Acceptance. At least one time \(t \leq p(n)\) has the machine in an accepting state: \[\bigvee_{t=0}^{p(n)} \text{state}[t][q_{\text{accept}}].\]

Correctness

  • Completeness. If \(M\) accepts \(x\) via some non-deterministic computation, set the variables to encode that computation. All clause groups are satisfied by construction.
  • Soundness. Any satisfying assignment encodes a sequence of configurations consistent with \(M\)’s transitions and starting from the correct initial configuration, ending in an accepting state. This is a valid accepting computation of \(M\) on \(x\).

Size and Constructibility

The formula has \(O(p(n)^2)\) variables and \(O(p(n)^2)\) clauses, so its size is polynomial in \(n\).
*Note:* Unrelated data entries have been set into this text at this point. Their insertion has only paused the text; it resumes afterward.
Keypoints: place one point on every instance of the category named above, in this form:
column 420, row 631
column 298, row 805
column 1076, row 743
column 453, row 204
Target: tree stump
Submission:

It can be constructed in polynomial time given \(x\) and the description of \(M\).

Conclusion

Since \(L\) was an arbitrary NP problem, every NP problem reduces to SAT in polynomial time. Combined with SAT \(\in\) NP, this establishes that SAT is NP-complete.

References

Cook, Stephen A. 1971. “The Complexity of Theorem-Proving Procedures.” Proceedings of the Third Annual ACM Symposium on Theory of Computing - STOC ’71, STOC ’71, 151–58. https://doi.org/10.1145/800157.805047.